For people focused on fitness and long-term health, the cancer risk from alcohol exists on a continuum and compounds over time. It does not switch on at some clear intake threshold. Reduction lowers risk. Cessation lowers it further. The IARC evidence review confirms that reducing or stopping alcohol consumption does reduce cancer risk for several alcohol-attributable cancer types, though the degree of risk reversal varies by cancer site and duration of exposure (IARC, 2024).

None of this requires a binary choice. But it does require that conversations about alcohol and health be grounded in what the current evidence actually shows rather than what the evidence appeared to show thirty years ago. The J-shaped curve was never a license to drink. It turned out to be a measurement artifact. The carcinogenic mechanism of ethanol, however, has held up across decades of biological and epidemiological investigations.

Where the Evidence Stands Now

The core findings are as follows.

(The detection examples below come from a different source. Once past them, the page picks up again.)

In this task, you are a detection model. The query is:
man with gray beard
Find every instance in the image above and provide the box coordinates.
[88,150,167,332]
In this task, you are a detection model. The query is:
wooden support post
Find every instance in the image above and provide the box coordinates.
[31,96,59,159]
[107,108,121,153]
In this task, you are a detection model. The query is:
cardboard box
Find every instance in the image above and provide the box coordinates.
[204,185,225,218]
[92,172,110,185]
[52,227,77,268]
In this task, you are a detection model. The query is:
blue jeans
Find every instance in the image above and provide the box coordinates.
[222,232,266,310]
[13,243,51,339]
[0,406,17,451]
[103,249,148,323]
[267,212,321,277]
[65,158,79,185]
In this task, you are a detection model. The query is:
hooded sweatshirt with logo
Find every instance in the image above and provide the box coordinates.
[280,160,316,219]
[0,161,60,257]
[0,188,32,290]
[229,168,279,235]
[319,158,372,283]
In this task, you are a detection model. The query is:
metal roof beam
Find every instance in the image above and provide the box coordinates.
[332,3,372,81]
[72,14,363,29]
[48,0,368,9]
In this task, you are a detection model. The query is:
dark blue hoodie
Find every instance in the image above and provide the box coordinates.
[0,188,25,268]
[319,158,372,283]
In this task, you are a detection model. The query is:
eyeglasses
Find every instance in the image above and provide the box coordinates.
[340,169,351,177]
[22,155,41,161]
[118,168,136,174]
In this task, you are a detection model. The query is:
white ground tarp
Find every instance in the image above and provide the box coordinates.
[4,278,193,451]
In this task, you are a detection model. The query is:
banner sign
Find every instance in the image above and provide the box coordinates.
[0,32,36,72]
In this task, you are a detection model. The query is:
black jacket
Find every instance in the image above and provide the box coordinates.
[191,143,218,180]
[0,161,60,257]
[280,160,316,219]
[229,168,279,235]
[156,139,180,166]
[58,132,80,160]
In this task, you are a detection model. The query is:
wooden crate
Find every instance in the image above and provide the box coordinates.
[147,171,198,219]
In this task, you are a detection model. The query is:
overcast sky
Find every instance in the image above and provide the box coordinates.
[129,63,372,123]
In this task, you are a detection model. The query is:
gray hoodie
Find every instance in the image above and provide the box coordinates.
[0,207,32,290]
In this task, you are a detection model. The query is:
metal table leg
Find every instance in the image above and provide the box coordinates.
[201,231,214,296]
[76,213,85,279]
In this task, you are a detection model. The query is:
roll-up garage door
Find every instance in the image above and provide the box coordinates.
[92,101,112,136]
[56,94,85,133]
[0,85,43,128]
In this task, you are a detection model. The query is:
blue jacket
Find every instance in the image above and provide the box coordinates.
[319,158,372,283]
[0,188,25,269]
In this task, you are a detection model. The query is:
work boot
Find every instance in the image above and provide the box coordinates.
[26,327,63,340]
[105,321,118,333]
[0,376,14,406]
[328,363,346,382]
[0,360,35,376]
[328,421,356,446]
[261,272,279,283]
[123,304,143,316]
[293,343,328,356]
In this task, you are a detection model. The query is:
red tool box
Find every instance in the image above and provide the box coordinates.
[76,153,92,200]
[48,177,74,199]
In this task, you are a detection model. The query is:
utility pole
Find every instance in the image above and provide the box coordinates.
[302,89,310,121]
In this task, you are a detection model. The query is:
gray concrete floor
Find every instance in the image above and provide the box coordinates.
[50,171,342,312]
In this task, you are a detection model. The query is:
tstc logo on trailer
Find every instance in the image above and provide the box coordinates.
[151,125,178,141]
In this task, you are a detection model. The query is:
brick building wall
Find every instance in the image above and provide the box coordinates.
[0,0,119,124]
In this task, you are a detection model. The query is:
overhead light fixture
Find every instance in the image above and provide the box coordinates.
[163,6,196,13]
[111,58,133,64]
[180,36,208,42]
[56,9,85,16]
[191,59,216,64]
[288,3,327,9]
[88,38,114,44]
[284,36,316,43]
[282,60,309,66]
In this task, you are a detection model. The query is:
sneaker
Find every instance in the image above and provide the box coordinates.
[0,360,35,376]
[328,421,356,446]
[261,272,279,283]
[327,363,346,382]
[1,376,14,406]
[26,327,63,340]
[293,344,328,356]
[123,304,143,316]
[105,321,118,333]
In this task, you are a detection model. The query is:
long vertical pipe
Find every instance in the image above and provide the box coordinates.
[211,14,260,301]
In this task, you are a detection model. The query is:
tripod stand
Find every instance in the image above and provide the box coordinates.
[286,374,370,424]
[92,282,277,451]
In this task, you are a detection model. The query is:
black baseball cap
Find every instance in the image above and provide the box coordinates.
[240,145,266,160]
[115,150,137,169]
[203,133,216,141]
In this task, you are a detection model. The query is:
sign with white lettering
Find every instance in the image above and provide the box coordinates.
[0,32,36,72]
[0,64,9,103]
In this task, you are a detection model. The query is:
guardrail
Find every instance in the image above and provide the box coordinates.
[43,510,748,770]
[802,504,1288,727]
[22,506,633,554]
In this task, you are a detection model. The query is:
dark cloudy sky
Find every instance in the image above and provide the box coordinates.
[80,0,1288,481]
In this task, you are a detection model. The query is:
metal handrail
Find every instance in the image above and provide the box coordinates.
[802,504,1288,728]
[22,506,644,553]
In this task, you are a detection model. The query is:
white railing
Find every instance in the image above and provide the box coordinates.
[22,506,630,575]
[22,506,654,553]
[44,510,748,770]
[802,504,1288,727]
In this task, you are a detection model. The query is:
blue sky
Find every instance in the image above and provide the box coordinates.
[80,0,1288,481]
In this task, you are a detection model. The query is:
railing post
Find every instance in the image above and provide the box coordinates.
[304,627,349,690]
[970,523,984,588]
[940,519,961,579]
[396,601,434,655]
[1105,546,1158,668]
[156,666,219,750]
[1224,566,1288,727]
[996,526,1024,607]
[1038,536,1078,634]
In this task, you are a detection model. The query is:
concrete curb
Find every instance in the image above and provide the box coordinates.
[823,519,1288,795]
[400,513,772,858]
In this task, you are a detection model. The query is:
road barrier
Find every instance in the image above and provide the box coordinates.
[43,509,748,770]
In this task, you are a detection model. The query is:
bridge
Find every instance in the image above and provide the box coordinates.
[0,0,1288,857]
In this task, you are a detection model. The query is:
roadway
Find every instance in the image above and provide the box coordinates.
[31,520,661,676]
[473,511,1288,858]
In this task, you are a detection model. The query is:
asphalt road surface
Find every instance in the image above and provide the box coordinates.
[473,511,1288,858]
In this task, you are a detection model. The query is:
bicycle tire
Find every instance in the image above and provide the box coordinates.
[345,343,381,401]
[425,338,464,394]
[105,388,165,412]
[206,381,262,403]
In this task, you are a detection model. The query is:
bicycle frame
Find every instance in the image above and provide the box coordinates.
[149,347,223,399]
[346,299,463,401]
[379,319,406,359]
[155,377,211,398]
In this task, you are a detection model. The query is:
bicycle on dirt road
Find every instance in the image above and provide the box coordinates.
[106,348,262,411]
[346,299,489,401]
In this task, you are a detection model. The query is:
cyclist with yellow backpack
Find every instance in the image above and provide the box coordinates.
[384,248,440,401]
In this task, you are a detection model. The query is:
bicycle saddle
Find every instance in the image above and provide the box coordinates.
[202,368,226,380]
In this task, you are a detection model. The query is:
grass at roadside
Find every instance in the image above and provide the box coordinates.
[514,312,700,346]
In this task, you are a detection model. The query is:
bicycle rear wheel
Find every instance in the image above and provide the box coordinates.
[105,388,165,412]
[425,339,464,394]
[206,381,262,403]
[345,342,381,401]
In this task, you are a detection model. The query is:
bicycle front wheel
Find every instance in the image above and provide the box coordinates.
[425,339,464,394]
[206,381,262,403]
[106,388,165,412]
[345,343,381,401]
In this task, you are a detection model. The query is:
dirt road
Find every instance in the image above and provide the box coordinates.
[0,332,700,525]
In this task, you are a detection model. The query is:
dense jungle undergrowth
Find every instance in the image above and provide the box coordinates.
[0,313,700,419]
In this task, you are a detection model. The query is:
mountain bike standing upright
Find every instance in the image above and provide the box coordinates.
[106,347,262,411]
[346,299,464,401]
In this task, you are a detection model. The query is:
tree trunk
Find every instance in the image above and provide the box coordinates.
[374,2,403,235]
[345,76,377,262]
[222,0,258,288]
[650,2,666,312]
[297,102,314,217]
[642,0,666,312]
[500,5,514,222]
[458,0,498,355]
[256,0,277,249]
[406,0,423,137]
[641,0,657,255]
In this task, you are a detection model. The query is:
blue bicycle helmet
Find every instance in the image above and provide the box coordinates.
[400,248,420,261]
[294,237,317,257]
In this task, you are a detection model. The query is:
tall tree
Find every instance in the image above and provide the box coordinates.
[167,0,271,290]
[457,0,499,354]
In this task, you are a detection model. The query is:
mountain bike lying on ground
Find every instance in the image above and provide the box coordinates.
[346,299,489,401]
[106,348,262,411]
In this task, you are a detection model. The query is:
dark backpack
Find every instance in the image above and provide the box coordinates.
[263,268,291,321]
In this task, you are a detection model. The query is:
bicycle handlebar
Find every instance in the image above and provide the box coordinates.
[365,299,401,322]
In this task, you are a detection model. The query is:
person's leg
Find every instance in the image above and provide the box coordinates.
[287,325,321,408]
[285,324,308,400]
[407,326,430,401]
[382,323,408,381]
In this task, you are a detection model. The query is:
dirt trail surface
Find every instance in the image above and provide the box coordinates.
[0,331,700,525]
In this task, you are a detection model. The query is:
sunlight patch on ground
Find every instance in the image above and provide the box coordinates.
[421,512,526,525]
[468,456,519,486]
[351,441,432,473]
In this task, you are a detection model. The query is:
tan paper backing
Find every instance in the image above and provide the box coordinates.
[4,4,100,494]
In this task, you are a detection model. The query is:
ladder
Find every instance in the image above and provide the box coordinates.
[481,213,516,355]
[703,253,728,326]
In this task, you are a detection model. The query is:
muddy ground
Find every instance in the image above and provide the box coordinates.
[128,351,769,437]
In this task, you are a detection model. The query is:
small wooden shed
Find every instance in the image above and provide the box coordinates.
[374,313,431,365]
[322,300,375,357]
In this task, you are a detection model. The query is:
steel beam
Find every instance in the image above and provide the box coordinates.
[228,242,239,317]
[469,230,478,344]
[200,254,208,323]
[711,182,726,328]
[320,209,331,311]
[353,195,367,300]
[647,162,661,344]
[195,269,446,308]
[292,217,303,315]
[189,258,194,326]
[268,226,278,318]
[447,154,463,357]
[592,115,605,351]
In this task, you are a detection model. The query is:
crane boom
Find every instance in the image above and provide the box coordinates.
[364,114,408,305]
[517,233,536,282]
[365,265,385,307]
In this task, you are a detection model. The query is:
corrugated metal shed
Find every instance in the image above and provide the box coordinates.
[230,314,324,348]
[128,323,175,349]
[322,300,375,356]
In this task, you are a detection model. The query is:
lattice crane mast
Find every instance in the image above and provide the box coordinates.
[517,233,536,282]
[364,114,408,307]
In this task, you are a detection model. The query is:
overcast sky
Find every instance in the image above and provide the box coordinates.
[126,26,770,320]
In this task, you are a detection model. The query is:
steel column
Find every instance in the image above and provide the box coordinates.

Alcohol is a Group 1 carcinogen. It causes at least seven types of cancer through well-characterized biological mechanisms. The risk increases with consumption and lacks a clearly established lower threshold. The cardiovascular protection once attributed to moderate drinking has not been confirmed by more rigorous study designs. And the majority of alcohol-attributable cancers occur not in heavy drinkers, but in people who drink at levels once considered moderate and safe.

That is the evidence base these updated guidelines are built on. The question of what any individual chooses to do with that information is a personal one. But the information itself is no longer ambiguous.

Copyright 2026 The Arena Group, Inc. All Rights Reserved

This story was originally published July 8, 2026 at 7:34 AM.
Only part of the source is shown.